# 2021 Listening Project - Jan 10



## daco (Jan 5, 2021)

Russian Choir School
Valery Polyansky
State Chamber Choir

All (or nearly all) of the sacred acapella music that I've listened to has been in the Western church tradition, and while this is clearly different, it's hard to put my finger on exactly /how/ it is different. One thing is the low bass line (Slavic Bass?) which I really like. I think my favorites are the Blessed the Lord, O my soul (Rachmaninov) and the Appease My Ills (G. Izvekov).

This is a CD that I've had on "in the background" in the past, but listening closely this time I picked up much more that was going on. I'm now very interested in listening to the entirety of both Rachmaninov's Divine Liturgy and Vespers. As well as Tchaikovsky's Divine Litugry!

The liner notes for this CD are good, but too brief. I would really have liked more information about each piece, including the words translated into English.

Brandenburg Concerto 5
J.S. Bach
The English Concert
Trevor Pinnock, conductor
1979

Love this one, especially the harpsichord solo in the 1st movement, which (similar to the Handel movement I listened to on Jan 2) reminds me of a heavy metal solo at times. Like Bach was just up there shredding his mind out.
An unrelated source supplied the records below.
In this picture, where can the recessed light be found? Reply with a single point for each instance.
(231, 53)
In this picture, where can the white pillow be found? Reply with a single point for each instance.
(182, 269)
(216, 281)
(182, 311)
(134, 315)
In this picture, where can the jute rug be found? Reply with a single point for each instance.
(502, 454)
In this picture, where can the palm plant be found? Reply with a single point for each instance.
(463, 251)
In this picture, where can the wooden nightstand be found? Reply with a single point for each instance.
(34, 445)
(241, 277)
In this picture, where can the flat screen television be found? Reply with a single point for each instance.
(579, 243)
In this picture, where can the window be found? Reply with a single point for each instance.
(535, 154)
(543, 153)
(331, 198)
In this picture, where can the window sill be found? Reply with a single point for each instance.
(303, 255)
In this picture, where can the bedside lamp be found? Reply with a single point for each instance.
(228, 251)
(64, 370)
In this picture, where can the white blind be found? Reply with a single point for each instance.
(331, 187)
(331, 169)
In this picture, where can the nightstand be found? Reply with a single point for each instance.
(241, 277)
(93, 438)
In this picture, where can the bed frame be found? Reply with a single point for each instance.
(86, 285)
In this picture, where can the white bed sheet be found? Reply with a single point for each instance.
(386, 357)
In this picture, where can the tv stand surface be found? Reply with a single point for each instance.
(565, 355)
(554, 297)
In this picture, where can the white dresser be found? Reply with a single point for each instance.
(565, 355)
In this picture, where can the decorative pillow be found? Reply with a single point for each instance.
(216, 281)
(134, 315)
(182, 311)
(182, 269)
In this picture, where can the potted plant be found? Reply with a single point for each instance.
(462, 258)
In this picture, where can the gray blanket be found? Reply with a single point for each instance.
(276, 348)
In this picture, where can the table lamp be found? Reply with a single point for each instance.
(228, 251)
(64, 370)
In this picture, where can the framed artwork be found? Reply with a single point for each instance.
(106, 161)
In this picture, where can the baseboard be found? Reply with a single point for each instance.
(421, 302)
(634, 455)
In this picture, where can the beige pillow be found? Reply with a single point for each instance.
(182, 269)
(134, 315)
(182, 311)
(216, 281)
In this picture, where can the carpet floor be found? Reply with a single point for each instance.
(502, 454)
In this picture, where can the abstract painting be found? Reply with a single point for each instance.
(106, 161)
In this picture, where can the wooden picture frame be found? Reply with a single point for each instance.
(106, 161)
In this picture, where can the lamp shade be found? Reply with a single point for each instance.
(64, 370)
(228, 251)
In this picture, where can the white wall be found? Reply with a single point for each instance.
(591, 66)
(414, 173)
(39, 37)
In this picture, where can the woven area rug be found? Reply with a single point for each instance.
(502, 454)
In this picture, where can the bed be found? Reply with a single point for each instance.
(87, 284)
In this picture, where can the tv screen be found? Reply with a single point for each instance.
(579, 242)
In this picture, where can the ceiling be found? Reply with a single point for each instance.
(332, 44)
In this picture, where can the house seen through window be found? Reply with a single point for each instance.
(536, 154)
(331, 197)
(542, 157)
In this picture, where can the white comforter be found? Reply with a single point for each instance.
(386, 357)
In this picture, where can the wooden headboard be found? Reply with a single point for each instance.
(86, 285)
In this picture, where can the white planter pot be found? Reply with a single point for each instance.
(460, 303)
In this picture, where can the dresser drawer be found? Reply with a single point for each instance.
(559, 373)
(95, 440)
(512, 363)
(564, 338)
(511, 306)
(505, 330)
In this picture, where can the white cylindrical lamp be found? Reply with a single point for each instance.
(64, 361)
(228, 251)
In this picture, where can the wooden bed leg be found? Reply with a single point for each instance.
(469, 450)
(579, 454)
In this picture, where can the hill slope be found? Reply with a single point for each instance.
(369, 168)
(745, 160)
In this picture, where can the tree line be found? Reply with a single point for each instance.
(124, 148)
String Sextet No. 2, Op 36
Johannes Brahms
Violin: Isabelle Faust, Julia-Maria Kretz
Viola: Stefan Fehlandt, Pauline Sachse
Cello: Christoph Richter, Xenia Jankovic

I own the Stern/Lin/Laredo/Tree/Ma/Robinson version, which I've listened to many times. I also enjoyed this recording, but it's difficult to compare to two because the Stern is so etched in my memory. But unlike the Brahms concerto starring Faust, I'll definitely listen to this version again.


----------